The penalties went straight to the employee, not a regulator
An Australian employer stopped paying its employee for over a year, carried on expecting him to work, and has been ordered to pay $140,000.
On 23 April 2026, the Federal Circuit and Family Court of Australia handed down its penalty decision in Lambert v Arria NLG (Aus) Pty Ltd (No 2), a case that crystallises what payroll failure looks like when it reaches the courtroom.
Mark Kevin Lambert was employed by Arria NLG (Aus) Pty Ltd, the Australian arm of a multinational technology group, under the Professional Employees Award. Between 1 February 2024 and 28 February 2025, his employer stopped paying his salary entirely. Superannuation contributions had stopped even earlier, from as far back as 4 August 2023.
In June 2024, Lambert wrote directly to the company's chief executive officer. At that point, more than $70,000 in wages was already outstanding, and he gave the company a deadline of 25 June 2024 to fix it. It did not. Partial payments came through in August and October 2024 for wages owed in December 2023 and January 2024 respectively.

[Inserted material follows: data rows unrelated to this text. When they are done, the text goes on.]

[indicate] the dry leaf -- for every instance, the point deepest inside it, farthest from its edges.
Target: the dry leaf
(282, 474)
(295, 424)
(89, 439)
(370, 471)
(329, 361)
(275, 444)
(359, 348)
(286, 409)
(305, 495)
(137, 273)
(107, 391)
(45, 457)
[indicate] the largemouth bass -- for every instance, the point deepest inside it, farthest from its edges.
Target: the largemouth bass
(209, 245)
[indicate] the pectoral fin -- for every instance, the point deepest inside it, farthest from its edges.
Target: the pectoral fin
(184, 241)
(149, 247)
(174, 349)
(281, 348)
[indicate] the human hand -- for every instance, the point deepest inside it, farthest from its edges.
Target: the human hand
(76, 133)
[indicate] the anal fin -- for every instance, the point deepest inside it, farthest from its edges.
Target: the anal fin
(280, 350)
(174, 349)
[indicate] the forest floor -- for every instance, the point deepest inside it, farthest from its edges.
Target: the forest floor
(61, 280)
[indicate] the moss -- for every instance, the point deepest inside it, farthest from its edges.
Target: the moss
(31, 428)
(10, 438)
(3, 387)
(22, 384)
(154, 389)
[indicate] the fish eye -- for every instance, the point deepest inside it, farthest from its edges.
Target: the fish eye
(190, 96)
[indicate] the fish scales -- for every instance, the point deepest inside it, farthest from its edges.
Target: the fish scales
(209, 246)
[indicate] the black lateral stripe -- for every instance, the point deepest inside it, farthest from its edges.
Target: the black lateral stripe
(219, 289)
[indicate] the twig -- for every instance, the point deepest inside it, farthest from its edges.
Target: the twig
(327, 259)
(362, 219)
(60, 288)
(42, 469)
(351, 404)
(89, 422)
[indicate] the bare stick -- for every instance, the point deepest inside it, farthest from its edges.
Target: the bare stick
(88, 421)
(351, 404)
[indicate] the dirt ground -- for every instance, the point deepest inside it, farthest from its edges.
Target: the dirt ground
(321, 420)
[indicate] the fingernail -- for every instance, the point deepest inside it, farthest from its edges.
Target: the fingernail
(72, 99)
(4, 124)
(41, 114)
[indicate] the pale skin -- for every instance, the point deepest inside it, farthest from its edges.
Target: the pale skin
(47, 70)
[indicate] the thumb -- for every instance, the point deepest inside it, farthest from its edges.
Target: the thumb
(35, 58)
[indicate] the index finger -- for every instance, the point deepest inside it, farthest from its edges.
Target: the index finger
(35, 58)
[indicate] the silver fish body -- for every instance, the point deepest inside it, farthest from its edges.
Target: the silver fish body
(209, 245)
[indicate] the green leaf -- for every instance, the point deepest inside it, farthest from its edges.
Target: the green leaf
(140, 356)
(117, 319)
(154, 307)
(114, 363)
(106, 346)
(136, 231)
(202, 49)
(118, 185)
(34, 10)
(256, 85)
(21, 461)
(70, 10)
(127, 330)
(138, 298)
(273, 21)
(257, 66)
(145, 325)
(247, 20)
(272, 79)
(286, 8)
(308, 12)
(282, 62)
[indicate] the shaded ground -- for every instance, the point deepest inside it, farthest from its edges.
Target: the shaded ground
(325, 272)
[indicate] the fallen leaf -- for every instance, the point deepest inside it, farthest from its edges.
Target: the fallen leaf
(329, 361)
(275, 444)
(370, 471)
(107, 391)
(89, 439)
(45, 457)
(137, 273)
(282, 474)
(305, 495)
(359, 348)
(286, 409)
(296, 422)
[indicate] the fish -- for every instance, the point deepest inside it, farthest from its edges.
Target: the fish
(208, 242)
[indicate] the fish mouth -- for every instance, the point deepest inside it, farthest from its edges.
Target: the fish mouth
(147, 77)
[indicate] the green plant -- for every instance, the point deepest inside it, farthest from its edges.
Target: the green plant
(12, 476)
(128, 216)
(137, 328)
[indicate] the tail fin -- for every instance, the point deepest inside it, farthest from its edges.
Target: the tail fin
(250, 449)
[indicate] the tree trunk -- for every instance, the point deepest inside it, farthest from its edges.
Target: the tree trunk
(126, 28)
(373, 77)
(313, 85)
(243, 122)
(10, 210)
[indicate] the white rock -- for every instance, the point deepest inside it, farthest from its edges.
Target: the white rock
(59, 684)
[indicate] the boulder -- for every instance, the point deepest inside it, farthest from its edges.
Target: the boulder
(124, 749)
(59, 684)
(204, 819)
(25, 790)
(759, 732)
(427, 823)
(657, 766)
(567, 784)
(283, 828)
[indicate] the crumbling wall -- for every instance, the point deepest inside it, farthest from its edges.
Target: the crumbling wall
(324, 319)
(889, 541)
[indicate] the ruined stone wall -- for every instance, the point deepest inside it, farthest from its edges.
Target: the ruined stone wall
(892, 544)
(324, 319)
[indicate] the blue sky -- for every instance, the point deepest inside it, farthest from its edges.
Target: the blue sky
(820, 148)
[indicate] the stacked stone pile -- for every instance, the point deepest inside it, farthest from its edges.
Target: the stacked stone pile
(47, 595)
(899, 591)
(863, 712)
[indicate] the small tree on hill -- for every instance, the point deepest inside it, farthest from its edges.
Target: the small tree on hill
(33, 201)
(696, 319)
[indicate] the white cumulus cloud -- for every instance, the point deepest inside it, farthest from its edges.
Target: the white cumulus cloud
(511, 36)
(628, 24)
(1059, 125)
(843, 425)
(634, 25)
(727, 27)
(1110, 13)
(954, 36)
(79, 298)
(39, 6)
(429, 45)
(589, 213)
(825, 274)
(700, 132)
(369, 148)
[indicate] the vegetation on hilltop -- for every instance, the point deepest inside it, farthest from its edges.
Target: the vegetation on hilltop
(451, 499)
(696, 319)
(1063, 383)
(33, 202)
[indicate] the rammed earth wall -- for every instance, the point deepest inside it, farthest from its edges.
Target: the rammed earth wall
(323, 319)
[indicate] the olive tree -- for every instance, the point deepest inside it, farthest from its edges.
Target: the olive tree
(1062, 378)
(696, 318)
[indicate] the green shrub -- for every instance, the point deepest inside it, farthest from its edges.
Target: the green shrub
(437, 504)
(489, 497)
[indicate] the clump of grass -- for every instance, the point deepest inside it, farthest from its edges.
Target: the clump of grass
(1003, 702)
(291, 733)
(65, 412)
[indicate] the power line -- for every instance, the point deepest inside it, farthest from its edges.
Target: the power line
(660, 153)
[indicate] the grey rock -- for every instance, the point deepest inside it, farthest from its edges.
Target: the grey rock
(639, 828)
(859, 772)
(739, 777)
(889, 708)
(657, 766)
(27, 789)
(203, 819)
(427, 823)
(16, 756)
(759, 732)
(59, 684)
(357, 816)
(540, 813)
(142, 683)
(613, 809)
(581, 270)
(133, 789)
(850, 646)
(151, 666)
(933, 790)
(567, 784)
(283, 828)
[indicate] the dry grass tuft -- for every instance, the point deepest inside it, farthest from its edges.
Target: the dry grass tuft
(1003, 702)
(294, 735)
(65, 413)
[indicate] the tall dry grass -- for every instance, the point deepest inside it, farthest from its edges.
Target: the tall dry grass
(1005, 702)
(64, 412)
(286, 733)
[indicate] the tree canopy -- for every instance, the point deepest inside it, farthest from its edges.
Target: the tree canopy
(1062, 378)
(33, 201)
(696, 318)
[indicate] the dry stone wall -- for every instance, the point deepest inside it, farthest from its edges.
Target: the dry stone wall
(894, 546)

The amounts owed for subsequent periods were never paid.
The court had previously ordered the company to pay compensation of $135,416.67 in unpaid salary and $17,968.78 in unpaid superannuation. The company did not comply with those orders either, telling the court it was waiting to know the full extent of its liability. It also filed no defence in the proceedings.
Judge Doust found the contraventions were deliberate and carried out at the highest levels of management. At the same time, the CEO of the company's parent entity was emailing staff with expectations of full productivity. In a message to the team dated 5 January 2025, she wrote: "we expect most people will be fully back on deck this coming week at which time we will continue the momentum to conclude our 4-Stage capital program."
No evidence was put before the court to explain the company's conduct, express remorse, or demonstrate any corrective steps.
Lambert had sought to have the contraventions classified as "serious contraventions" under the Fair Work Act 2009, which would have attracted significantly higher penalties. The court declined, finding that the allegation had not been properly raised from the start of proceedings and the company had not had the opportunity to respond to it.
The court also considered whether the company qualified as a small business employer, a classification that determines the maximum penalty ceiling. The applicant argued that overseas employees of related entities should be counted, pushing the total headcount above 15. Had that argument succeeded, and had the company been found not to be a small business employer, the maximum penalty for each lead contravention would have risen from $99,000 to $495,000. The court was not satisfied on the evidence that the New Zealand employees belonged to the relevant related entity, and so the lower cap of $99,000 per contravention applied.
Judge Doust imposed $90,000 for the salary contraventions and $50,000 for the superannuation contraventions, both ordered paid directly to Lambert. The judge was direct: "I am satisfied that the contraventions were engaged in knowingly and deliberately and were carried out at the highest levels of the first respondent's management."
The case is a pointed reminder that courts weigh the duration and deliberateness of non-payment heavily when setting penalties. The complete absence of contrition or corrective action left the company with nothing in mitigation. When penalties go directly to the employee rather than a regulator, the message is hard to miss: wage and superannuation obligations are personal debts owed to the person doing the work.